Asefa Mebrahtu Abera


2026

Adapting large language models (LLMs) to extremely low-resource languages remains challenging due to severe data scarcity and the lack of structured linguistic supervision. We introduce GCCLA, a graph-conditioned cross-lingual adaptation framework that integrates multilingual knowledge graphs into parameter-efficient LLM adaptation. GCCLA conditions a frozen multilingual LLM on structured semantic and typological relations encoded in a multilingual graph, providing a strong inductive bias for data-efficient transfer. We instantiate and evaluate the framework through a focused case study on English-to-Amharic-to-Tigrinya transfer, where labeled data is extremely limited. By separating knowledge representation from language modeling, GCCLA stabilizes learning and improves sample efficiency in few-shot regimes.
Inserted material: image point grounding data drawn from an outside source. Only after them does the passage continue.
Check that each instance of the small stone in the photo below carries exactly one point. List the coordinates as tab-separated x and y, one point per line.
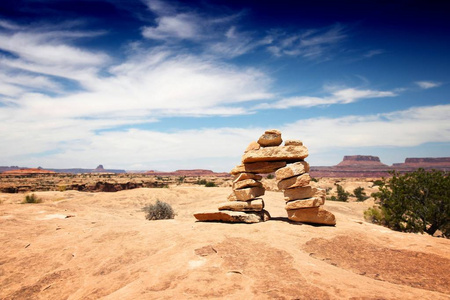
232	197
258	167
302	180
315	215
246	183
270	138
249	193
282	153
251	205
244	176
299	193
304	203
292	170
293	143
252	146
232	216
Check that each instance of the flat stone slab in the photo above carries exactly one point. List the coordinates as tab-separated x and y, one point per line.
305	203
251	205
297	181
282	153
315	215
270	138
246	183
298	193
244	176
292	170
232	216
249	193
258	167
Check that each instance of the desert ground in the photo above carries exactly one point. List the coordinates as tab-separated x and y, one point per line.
83	245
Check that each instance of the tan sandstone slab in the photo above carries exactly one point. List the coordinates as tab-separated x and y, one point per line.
292	170
246	183
244	176
249	193
298	193
302	180
270	138
258	167
293	143
232	216
252	205
252	146
281	153
305	203
315	215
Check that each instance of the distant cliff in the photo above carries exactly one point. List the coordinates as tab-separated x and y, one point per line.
371	166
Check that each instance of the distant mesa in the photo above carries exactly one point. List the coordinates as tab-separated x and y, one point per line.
371	166
194	172
27	171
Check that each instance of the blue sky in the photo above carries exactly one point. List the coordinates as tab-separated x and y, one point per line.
168	85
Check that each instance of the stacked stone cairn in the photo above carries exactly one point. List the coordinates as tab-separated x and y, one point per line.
303	202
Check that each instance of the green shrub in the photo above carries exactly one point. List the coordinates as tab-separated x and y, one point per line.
210	184
159	211
201	181
32	199
342	195
417	202
360	194
374	215
378	182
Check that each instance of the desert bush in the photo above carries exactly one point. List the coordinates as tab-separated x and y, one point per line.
32	199
210	184
360	194
375	215
159	211
342	195
416	202
378	182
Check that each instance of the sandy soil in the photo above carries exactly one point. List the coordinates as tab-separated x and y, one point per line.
78	245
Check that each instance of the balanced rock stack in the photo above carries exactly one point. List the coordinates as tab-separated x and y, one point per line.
267	156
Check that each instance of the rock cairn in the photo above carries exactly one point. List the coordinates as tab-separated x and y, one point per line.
303	202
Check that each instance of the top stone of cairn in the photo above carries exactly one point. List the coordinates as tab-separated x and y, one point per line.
270	138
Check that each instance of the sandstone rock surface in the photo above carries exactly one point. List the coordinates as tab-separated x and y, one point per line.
231	216
299	193
249	193
297	181
244	176
292	170
258	167
316	215
304	203
293	143
252	146
282	153
270	138
251	205
246	183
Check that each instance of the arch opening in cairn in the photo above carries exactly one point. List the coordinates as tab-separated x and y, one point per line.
246	205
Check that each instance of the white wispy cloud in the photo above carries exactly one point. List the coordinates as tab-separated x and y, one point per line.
311	44
428	84
193	149
336	96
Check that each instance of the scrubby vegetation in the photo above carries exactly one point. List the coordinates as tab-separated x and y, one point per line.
414	202
32	199
360	194
159	211
342	195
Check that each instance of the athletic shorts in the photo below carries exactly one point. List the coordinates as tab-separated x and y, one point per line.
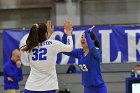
99	89
29	91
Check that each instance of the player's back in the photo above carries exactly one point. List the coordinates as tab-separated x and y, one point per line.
42	63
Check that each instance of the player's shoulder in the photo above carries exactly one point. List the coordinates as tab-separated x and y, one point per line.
54	41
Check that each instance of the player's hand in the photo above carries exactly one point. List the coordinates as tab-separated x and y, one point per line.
90	29
68	27
18	64
10	79
50	28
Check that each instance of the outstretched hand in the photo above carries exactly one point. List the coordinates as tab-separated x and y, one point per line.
50	28
18	64
68	27
90	29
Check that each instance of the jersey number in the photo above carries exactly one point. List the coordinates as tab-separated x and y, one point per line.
83	67
39	54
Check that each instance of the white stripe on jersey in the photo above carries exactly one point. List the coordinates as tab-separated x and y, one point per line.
42	62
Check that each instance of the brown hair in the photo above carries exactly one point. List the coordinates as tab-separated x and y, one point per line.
36	36
93	37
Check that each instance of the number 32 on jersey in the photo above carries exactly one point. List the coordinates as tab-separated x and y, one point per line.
39	54
83	67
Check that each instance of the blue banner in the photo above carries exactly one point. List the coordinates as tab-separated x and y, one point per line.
119	44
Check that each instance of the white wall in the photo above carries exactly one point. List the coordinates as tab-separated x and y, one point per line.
110	11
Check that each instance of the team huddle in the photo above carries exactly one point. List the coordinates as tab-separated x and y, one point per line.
42	51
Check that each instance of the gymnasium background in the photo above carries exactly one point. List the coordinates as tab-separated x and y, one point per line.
120	19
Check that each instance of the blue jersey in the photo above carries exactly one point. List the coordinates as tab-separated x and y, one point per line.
11	70
89	64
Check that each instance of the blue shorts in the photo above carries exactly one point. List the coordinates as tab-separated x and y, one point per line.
28	91
99	89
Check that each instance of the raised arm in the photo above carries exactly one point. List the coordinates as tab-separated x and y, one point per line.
94	50
69	44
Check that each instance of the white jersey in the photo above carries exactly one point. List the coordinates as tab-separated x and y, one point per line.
42	62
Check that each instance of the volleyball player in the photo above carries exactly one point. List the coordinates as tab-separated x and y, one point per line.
42	55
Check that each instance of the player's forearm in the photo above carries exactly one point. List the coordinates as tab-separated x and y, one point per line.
69	43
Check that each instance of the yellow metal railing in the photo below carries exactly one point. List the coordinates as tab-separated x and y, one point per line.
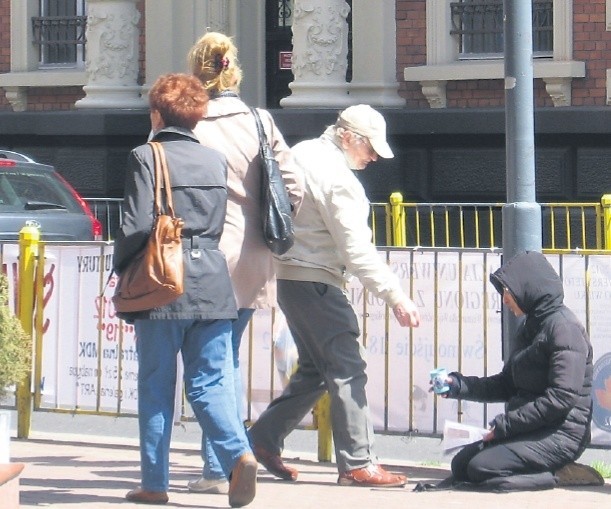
479	225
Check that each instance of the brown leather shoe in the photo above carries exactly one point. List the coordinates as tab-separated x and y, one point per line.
243	481
373	476
274	465
141	496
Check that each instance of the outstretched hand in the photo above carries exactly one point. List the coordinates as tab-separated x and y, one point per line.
407	313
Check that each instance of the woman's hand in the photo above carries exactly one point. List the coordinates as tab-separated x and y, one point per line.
488	436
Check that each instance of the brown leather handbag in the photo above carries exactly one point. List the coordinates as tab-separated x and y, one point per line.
155	276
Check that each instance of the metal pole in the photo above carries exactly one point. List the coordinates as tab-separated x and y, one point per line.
521	214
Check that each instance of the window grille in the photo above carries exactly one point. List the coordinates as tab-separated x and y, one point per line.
285	13
59	32
478	24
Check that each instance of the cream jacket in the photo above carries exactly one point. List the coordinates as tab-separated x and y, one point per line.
332	238
230	128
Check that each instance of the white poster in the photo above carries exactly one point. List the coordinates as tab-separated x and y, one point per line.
89	359
599	296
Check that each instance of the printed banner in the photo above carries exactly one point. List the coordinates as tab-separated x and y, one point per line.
89	359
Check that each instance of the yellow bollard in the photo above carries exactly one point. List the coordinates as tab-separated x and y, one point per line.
606	203
397	212
29	237
322	416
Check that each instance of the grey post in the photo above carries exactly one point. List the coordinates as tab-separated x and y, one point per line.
521	213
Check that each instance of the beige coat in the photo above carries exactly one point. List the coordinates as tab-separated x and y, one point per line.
230	128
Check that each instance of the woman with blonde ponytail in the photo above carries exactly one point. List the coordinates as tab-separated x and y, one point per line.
230	128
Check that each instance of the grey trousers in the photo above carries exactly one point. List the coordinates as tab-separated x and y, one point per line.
326	332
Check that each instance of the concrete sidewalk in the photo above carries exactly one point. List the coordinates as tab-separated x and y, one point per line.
86	474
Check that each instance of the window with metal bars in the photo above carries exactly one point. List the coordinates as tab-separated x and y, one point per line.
478	24
59	32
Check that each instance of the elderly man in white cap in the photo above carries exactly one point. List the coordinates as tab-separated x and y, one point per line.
332	242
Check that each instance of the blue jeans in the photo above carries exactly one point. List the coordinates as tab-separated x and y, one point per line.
212	468
205	347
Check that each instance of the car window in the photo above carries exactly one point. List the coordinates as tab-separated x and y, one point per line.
27	190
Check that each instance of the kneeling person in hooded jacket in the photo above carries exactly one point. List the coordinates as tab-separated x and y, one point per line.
546	383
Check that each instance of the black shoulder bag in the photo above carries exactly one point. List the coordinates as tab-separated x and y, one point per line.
276	213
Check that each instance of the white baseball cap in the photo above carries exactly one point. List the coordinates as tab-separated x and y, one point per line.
362	119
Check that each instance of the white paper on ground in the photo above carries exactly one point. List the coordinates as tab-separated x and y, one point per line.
457	435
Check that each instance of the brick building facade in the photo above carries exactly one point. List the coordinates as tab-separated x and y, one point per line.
448	130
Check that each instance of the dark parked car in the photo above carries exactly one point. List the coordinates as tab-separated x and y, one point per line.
35	193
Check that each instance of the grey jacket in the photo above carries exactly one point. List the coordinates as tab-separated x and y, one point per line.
547	380
198	177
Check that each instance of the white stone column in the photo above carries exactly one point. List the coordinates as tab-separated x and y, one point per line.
320	55
112	55
374	54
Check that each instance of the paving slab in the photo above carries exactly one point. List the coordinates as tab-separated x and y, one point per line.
96	474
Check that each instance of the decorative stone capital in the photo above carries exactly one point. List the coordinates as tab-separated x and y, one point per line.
320	54
112	55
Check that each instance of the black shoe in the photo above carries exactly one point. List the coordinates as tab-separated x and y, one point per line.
577	474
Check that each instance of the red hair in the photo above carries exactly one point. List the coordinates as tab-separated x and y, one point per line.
180	99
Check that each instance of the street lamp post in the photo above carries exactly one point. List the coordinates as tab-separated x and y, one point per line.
521	213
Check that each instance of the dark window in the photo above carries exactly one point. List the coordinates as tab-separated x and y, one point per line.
59	32
478	24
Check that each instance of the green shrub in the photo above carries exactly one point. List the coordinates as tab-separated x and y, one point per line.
602	468
15	344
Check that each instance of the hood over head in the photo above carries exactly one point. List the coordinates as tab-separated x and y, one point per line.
532	281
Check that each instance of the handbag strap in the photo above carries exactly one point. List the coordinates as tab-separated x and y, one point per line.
161	173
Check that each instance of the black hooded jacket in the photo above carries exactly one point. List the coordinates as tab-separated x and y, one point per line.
547	379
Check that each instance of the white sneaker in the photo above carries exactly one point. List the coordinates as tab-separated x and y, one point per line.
212	486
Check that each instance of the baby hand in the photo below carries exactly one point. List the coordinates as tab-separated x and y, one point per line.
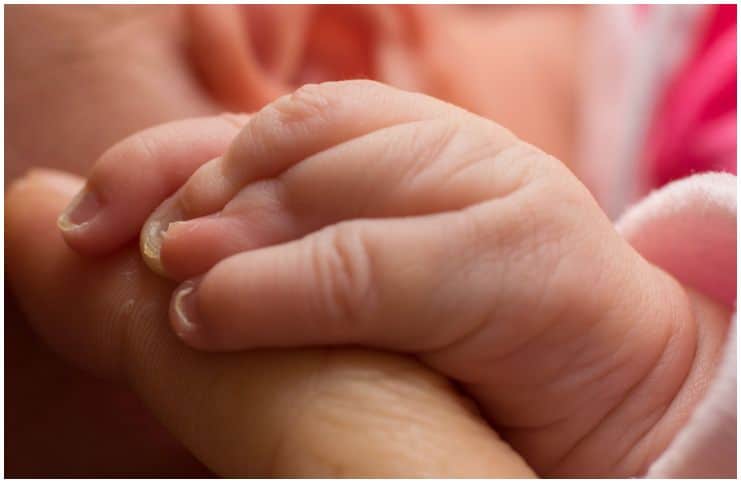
354	213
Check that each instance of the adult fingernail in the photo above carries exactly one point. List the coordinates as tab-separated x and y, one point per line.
184	309
83	208
153	234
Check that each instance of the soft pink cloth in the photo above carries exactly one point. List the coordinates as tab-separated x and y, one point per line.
694	125
688	228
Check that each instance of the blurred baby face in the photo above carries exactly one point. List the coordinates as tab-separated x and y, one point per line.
113	70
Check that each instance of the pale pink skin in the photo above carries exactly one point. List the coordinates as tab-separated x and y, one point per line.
62	62
81	78
503	273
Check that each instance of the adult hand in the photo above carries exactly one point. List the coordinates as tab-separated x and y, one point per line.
267	413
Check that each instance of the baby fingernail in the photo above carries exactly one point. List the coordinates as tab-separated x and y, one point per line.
153	234
184	311
83	208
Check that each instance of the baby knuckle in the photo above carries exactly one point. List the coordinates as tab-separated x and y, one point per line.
342	266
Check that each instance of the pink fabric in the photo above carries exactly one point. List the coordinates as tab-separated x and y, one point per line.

We evaluate the approach on five tasks, sentiment analysis, named entity recognition, natural language inference, question answering, and extractive summarization, under extreme data scarcity, with as few as 0–1000 labeled Tigrinya examples. Experimental results show that GCCLA consistently outperforms multilingual, translation-based, and parameter-efficient baselines, achieves competitive performance with as few as 100 labeled examples, and degrades gracefully under partial graph coverage. These findings demonstrate that graph conditioning is an effective principle for data-efficient cross-lingual adaptation of LLMs advancing equitable NLP.